Isso se traduzirá em emissões mais altas, um revés para a ação climática antes das negociações internacionais deste ano destinadas a elevar o nível de ambição dos compromissos sob o Acordo de Paris para reduzir os gases de efeito estufa. Nos Estados Unidos, o aumento pode minar a iniciativa de Joe Biden para restabelecer o país como líder ambiental e aumentar a pressão sobre o presidente americano para implementar rapidamente sua agenda climática.

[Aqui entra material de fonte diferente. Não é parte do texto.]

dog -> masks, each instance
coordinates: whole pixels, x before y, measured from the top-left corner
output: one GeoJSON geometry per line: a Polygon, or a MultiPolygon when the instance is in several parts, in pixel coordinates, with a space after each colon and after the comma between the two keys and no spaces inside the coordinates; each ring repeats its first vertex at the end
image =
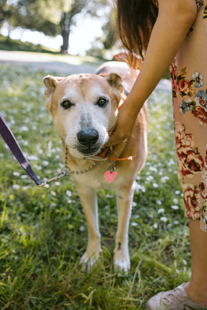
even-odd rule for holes
{"type": "Polygon", "coordinates": [[[88,243],[80,263],[85,264],[88,269],[101,250],[96,193],[101,188],[111,189],[116,195],[118,224],[114,268],[124,272],[130,269],[128,226],[135,180],[147,155],[146,103],[138,116],[131,135],[110,148],[106,155],[102,152],[109,139],[108,132],[116,123],[119,107],[139,72],[133,74],[126,63],[111,61],[99,67],[94,74],[65,78],[47,75],[43,79],[47,88],[46,105],[62,140],[63,161],[72,171],[85,215],[88,243]],[[129,160],[130,156],[132,160],[129,160]]]}

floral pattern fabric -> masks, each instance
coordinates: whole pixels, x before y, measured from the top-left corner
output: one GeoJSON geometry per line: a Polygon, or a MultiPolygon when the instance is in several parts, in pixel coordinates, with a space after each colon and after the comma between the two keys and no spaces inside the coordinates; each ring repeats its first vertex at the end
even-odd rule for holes
{"type": "Polygon", "coordinates": [[[206,232],[207,2],[196,1],[196,18],[170,68],[178,176],[185,215],[200,218],[200,228],[206,232]]]}

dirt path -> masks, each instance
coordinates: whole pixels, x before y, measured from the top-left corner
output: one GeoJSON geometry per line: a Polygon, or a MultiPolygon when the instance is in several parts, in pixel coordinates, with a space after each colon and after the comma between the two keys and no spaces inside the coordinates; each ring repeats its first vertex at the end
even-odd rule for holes
{"type": "MultiPolygon", "coordinates": [[[[52,55],[23,52],[13,51],[0,50],[0,62],[19,65],[30,66],[43,70],[46,74],[60,72],[65,75],[79,73],[93,73],[96,65],[73,64],[55,60],[52,55]]],[[[168,80],[162,79],[156,89],[171,91],[171,83],[168,80]]]]}

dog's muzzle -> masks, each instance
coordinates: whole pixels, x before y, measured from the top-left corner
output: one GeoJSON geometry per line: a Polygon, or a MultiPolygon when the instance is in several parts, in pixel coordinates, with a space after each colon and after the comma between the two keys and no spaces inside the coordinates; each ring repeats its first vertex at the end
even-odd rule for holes
{"type": "Polygon", "coordinates": [[[98,133],[94,129],[81,130],[77,134],[79,142],[76,148],[83,155],[94,155],[99,150],[100,146],[97,144],[99,137],[98,133]]]}
{"type": "Polygon", "coordinates": [[[91,147],[95,144],[99,137],[98,133],[95,129],[81,130],[77,135],[79,143],[84,146],[91,147]]]}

“Veremos um aumento realmente acentuado das emissões”, com o consumo de carvão nas usinas dos EUA retornando quase aos níveis de 2019, disse Amanda Levin, analista de políticas do Conselho de Defesa de Recursos Naturais, em Nova York. Mas, se Biden implementar políticas de energia verde conforme o esperado, “poderíamos realmente ver mudanças muito rapidamente”.

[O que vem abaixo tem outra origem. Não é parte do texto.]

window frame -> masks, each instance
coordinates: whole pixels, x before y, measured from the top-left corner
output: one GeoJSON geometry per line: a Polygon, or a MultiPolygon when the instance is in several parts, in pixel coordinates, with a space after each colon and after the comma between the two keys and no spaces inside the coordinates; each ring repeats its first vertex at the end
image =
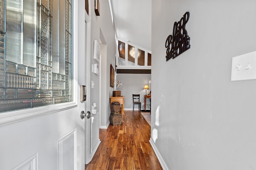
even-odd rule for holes
{"type": "Polygon", "coordinates": [[[73,0],[73,102],[1,113],[0,127],[78,106],[78,6],[77,1],[73,0]]]}

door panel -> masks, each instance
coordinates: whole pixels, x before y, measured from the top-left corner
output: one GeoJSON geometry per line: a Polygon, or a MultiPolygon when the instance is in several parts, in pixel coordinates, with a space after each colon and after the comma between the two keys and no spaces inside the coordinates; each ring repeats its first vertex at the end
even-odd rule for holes
{"type": "Polygon", "coordinates": [[[75,144],[76,129],[75,129],[61,138],[58,143],[58,169],[76,169],[76,162],[75,144]]]}

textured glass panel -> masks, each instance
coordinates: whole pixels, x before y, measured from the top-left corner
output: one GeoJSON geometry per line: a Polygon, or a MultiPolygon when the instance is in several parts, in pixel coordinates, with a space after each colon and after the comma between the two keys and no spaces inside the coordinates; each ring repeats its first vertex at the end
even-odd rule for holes
{"type": "Polygon", "coordinates": [[[8,72],[16,73],[16,64],[6,61],[6,70],[8,72]]]}
{"type": "Polygon", "coordinates": [[[52,80],[52,89],[65,89],[65,82],[62,81],[52,80]]]}
{"type": "Polygon", "coordinates": [[[68,22],[69,22],[69,20],[68,20],[68,16],[69,15],[69,3],[68,2],[68,1],[66,1],[66,30],[68,31],[68,22]]]}
{"type": "Polygon", "coordinates": [[[36,89],[40,88],[40,64],[36,63],[36,89]]]}
{"type": "Polygon", "coordinates": [[[45,98],[52,96],[52,91],[49,90],[36,90],[37,98],[45,98]]]}
{"type": "MultiPolygon", "coordinates": [[[[73,68],[70,64],[68,64],[68,89],[72,89],[73,86],[73,68]]],[[[69,96],[73,98],[73,90],[69,90],[69,96]]],[[[72,101],[73,100],[72,100],[72,101]]]]}
{"type": "Polygon", "coordinates": [[[30,67],[28,67],[28,75],[29,76],[36,76],[36,69],[30,67]]]}
{"type": "Polygon", "coordinates": [[[49,67],[49,78],[48,78],[49,81],[48,89],[52,89],[52,67],[49,67]]]}
{"type": "Polygon", "coordinates": [[[18,65],[18,73],[20,74],[27,75],[27,67],[23,65],[18,65]]]}
{"type": "Polygon", "coordinates": [[[44,12],[41,12],[41,63],[48,65],[48,16],[44,12]]]}
{"type": "Polygon", "coordinates": [[[132,62],[130,64],[134,65],[135,62],[135,47],[128,45],[128,61],[132,62]]]}
{"type": "Polygon", "coordinates": [[[4,29],[4,1],[0,1],[0,30],[5,32],[4,29]]]}
{"type": "Polygon", "coordinates": [[[151,54],[148,53],[148,65],[151,66],[151,54]]]}
{"type": "Polygon", "coordinates": [[[61,75],[60,76],[61,76],[61,78],[60,79],[60,80],[61,80],[62,81],[65,81],[65,75],[61,75]]]}
{"type": "MultiPolygon", "coordinates": [[[[71,4],[73,4],[71,3],[71,4]]],[[[70,4],[69,4],[69,9],[68,10],[68,25],[69,27],[68,28],[68,31],[69,33],[73,34],[73,9],[72,8],[72,6],[70,4]]]]}
{"type": "MultiPolygon", "coordinates": [[[[3,3],[0,5],[3,4],[3,3]]],[[[1,8],[0,7],[0,10],[1,8]]],[[[1,20],[0,20],[0,21],[1,20]]],[[[4,87],[4,34],[0,34],[0,87],[4,87]]]]}
{"type": "Polygon", "coordinates": [[[73,101],[72,9],[68,0],[58,4],[58,0],[42,0],[42,8],[40,0],[5,0],[6,16],[2,1],[0,30],[6,19],[8,30],[6,35],[0,33],[0,112],[73,101]],[[56,15],[51,14],[52,2],[56,15]],[[58,69],[53,73],[54,45],[58,69]]]}
{"type": "MultiPolygon", "coordinates": [[[[40,25],[40,20],[41,18],[41,7],[37,4],[36,7],[36,18],[38,19],[36,20],[36,31],[37,36],[36,38],[37,41],[36,41],[36,56],[40,56],[40,46],[41,45],[41,25],[40,25]]],[[[36,58],[36,62],[39,62],[39,58],[36,58]]]]}
{"type": "Polygon", "coordinates": [[[4,99],[4,89],[3,88],[0,88],[0,99],[4,99]]]}
{"type": "Polygon", "coordinates": [[[28,87],[28,88],[36,88],[36,78],[34,77],[29,77],[29,85],[28,87]]]}
{"type": "Polygon", "coordinates": [[[36,2],[23,1],[23,63],[36,66],[36,2]]]}
{"type": "Polygon", "coordinates": [[[66,63],[66,87],[65,89],[68,89],[68,63],[66,63]]]}
{"type": "Polygon", "coordinates": [[[35,107],[53,104],[53,98],[40,98],[33,100],[32,107],[35,107]]]}
{"type": "Polygon", "coordinates": [[[60,33],[59,32],[58,18],[59,1],[53,1],[52,18],[52,72],[59,73],[59,55],[60,33]]]}
{"type": "Polygon", "coordinates": [[[4,54],[4,37],[5,35],[0,33],[0,60],[3,60],[4,54]]]}
{"type": "Polygon", "coordinates": [[[40,88],[47,89],[48,88],[48,72],[41,70],[40,88]]]}
{"type": "Polygon", "coordinates": [[[56,97],[54,98],[54,104],[58,104],[68,102],[68,96],[56,97]]]}
{"type": "Polygon", "coordinates": [[[58,74],[56,74],[56,80],[60,81],[61,80],[61,75],[58,74]]]}
{"type": "Polygon", "coordinates": [[[65,29],[65,1],[60,1],[60,74],[65,74],[65,45],[66,32],[65,29]]]}
{"type": "MultiPolygon", "coordinates": [[[[49,61],[50,62],[52,62],[52,20],[51,18],[49,18],[49,50],[48,53],[49,54],[48,55],[49,56],[49,61]]],[[[49,64],[49,63],[48,65],[51,66],[51,64],[49,64]]]]}
{"type": "Polygon", "coordinates": [[[22,62],[21,0],[6,1],[6,57],[9,61],[22,62]]]}
{"type": "Polygon", "coordinates": [[[12,74],[6,73],[6,87],[14,87],[14,76],[16,74],[12,74]]]}
{"type": "Polygon", "coordinates": [[[69,42],[69,34],[68,33],[68,32],[67,31],[66,31],[66,53],[65,53],[65,57],[66,57],[66,61],[68,61],[68,51],[70,50],[69,45],[70,45],[70,42],[69,42]]]}
{"type": "Polygon", "coordinates": [[[72,38],[72,35],[70,34],[69,34],[69,36],[68,63],[72,63],[73,60],[73,39],[72,38]]]}
{"type": "Polygon", "coordinates": [[[4,71],[0,70],[0,87],[3,87],[4,86],[4,71]]]}
{"type": "Polygon", "coordinates": [[[31,107],[31,101],[29,99],[0,101],[0,112],[18,110],[31,107]]]}
{"type": "Polygon", "coordinates": [[[61,91],[59,90],[52,90],[52,96],[61,96],[61,91]]]}
{"type": "Polygon", "coordinates": [[[35,97],[34,90],[18,89],[17,96],[18,98],[30,98],[35,97]]]}
{"type": "Polygon", "coordinates": [[[52,0],[49,0],[49,12],[52,15],[52,0]]]}
{"type": "Polygon", "coordinates": [[[15,98],[16,90],[14,88],[7,88],[6,90],[6,99],[13,99],[15,98]]]}
{"type": "Polygon", "coordinates": [[[41,0],[41,3],[42,5],[43,5],[47,9],[49,10],[48,0],[41,0]]]}
{"type": "Polygon", "coordinates": [[[139,66],[145,65],[145,51],[138,49],[138,64],[139,66]]]}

O aumento do consumo de carvão nos EUA decorre da alta dos preços do gás natural e da recuperação do impacto da pandemia. No caso da China e da Índia, é um reflexo da crescente demanda por eletricidade que mantém o carvão como fonte dominante de geração de energia, mesmo ao adicionar grandes quantidades de capacidade solar e eólica.

Embora o estímulo da Covid de Biden não se concentre em energia verde, um projeto de lei de infraestrutura pendente deve incluir planos para cumprir suas promessas de campanha sobre mudança climática, tornando os EUA mais bem posicionados para garantir o progresso na redução das emissões globais. Biden disse que os EUA buscarão a neutralidade de carbono até 2050 e convocou uma reunião em abril que deverá incluir a China e a Índia.

O presidente da China, Xi Jinping, surpreendeu o mundo com sua promessa no ano passado de zerar as emissões líquidas até 2060. A Índia ainda não assumiu nenhum compromisso semelhante.